I was sitting behind Takuto, but now I quickly slide over to Cleve’s side of the rover and lower the back window. I start with the truth, trying a friendly approach against the deep brown eyes glaring angrily at us. “We recently woke up and the ground collapsed over our cryopods here. We’re back now with some excavation equipment to dig them out.”

“This is a Morgan Prospecting excavation site, and I’m Chief Engineer Shu-Fen. You need to leave immediately. You do not have authorization to be here. I don’t know what your situation is—I admit, I haven’t heard of this before—but I’m sorry, you need to exit this site,” she says matter-of-factly.

I’m already opening the car door. We are not just going to back out of here, no matter how driven she is to succeed at her mining project. She’s pretty much ignored my explanation, so I treat her request the same. And I don’t reciprocate the introduction, considering my name has already been bandied about the hallways of Morgan Prospecting. “Oh, this is Morgan land or something, you said? That’s fine. You can keep doing whatever you’re doing over there,” I say, waving downslope in the direction of the drill as I walk towards her. “We’re only concerned about getting our own things from right down below here.” I tap my cane into the ground. “We had to shuffle out of there pretty quickly because everything was collapsing. I don’t know if you noticed a siege worm has been through here recently? It’s kind of unstabilized the whole area.” I keep my tone pleasant as I assure Shu-Fen that we won’t interfere with her operation at all. “Certainly we’re not going to get in the way of any ores you wish to recover or anything like that. There’s no reason we can’t all get what we want out of this. You’re clearly not here to recover cryopods or the personal belongings in shelves under them.”

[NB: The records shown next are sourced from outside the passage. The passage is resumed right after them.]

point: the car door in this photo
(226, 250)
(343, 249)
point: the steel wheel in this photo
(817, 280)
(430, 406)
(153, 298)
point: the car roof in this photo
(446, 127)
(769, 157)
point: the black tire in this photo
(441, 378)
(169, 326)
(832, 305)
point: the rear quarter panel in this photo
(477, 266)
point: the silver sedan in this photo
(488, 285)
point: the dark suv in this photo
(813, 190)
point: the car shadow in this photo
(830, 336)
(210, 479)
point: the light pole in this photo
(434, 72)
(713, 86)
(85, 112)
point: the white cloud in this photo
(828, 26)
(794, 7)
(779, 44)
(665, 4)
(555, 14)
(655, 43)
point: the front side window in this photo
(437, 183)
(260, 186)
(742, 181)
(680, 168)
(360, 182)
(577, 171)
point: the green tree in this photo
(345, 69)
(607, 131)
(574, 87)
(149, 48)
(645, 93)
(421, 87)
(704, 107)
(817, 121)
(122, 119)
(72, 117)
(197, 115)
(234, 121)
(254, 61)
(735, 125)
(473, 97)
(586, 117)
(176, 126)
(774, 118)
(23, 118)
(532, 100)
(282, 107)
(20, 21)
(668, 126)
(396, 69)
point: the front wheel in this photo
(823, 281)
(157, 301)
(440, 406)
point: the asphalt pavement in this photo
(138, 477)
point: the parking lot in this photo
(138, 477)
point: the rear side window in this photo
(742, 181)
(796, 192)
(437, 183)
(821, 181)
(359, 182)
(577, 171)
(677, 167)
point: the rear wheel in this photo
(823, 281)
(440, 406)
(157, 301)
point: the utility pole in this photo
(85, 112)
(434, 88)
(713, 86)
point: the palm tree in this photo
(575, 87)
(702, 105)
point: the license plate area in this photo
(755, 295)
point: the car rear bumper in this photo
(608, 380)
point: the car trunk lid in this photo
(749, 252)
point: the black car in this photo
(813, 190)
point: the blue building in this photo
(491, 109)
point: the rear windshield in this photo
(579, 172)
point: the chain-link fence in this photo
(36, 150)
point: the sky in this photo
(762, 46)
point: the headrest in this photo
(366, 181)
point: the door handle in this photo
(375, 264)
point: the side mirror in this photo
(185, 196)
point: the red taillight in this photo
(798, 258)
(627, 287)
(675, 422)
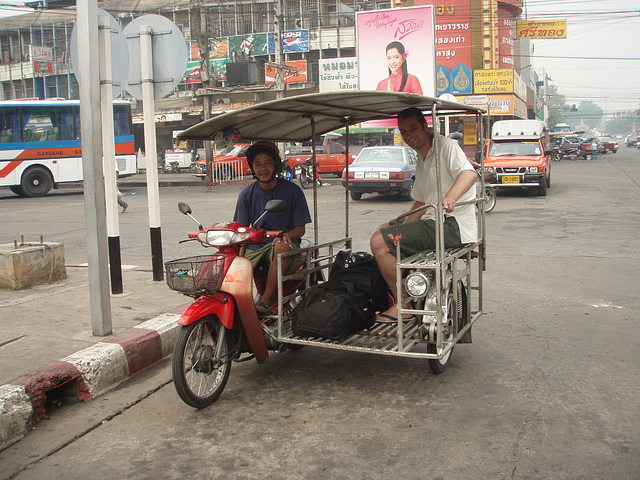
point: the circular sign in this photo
(168, 50)
(119, 54)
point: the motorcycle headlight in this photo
(417, 284)
(218, 238)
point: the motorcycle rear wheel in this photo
(198, 376)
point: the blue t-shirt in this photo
(253, 198)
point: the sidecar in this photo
(445, 286)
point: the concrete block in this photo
(31, 264)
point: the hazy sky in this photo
(600, 58)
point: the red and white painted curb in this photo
(87, 373)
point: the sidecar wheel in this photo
(198, 376)
(439, 366)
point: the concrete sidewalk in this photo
(48, 355)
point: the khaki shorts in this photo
(264, 256)
(421, 235)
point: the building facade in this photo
(479, 60)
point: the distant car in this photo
(631, 141)
(386, 170)
(586, 146)
(570, 144)
(610, 144)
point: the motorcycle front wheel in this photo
(202, 362)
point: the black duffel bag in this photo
(346, 303)
(361, 269)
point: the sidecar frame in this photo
(307, 116)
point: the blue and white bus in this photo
(40, 144)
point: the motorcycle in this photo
(222, 322)
(304, 172)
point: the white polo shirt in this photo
(452, 162)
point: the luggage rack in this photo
(392, 339)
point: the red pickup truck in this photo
(230, 164)
(331, 158)
(227, 166)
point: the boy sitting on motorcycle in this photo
(265, 163)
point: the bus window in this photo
(122, 120)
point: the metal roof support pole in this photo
(346, 190)
(93, 177)
(440, 246)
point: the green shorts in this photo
(421, 235)
(263, 257)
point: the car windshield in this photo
(380, 155)
(511, 148)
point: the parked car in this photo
(386, 170)
(570, 144)
(610, 144)
(586, 147)
(231, 163)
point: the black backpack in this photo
(346, 303)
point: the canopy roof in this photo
(287, 119)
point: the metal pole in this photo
(313, 179)
(148, 111)
(346, 227)
(94, 206)
(109, 152)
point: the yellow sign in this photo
(542, 28)
(493, 81)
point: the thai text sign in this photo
(542, 28)
(338, 74)
(297, 72)
(493, 81)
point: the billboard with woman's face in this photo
(396, 50)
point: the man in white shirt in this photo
(457, 177)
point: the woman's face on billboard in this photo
(394, 60)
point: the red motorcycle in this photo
(222, 322)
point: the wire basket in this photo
(201, 275)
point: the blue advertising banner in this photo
(461, 80)
(293, 41)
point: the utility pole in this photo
(205, 76)
(279, 53)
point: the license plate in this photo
(510, 179)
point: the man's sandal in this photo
(263, 309)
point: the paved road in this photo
(548, 389)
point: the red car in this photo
(610, 144)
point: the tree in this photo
(557, 103)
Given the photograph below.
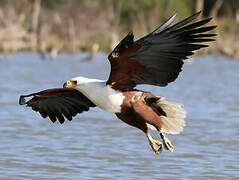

“You just woke up from cryopods?” she says, finally really hearing me. 

I tap the ground again with my cane. “Down there.”

“Yeah,” she bites out, “I know there’s a cryopod chamber down there.”

Something about that irritates her, but I respond brightly, “Oh! Have you already uncovered it? Then we can just get our things and go.”

“Cool your heels a little bit there!” Shu-Fen tells me, unswayed by my charm. “Ugh, I do not need this! Look, it’s not safe for you to be here. This is an active mining site, okay? This place could collapse at any moment. You could fall, you could injure yourself further than you did clawing your way out of those cryopods,” she says, eying my cane. “We had someone get trapped for half a day already. We thankfully got him out, but he was struck with miasma poisoning and had to get sent back to the dome.” That makes me shudder—not from fear of the miasma, but from the thought of how horribly our initial escape could have gone if the ceiling had fallen on us instead of around us. “The project almost got halted, but that’s not going to happen on my watch, okay? I will see this project through. I will finish it. I will make this project work. I always do. No chance of this failing.”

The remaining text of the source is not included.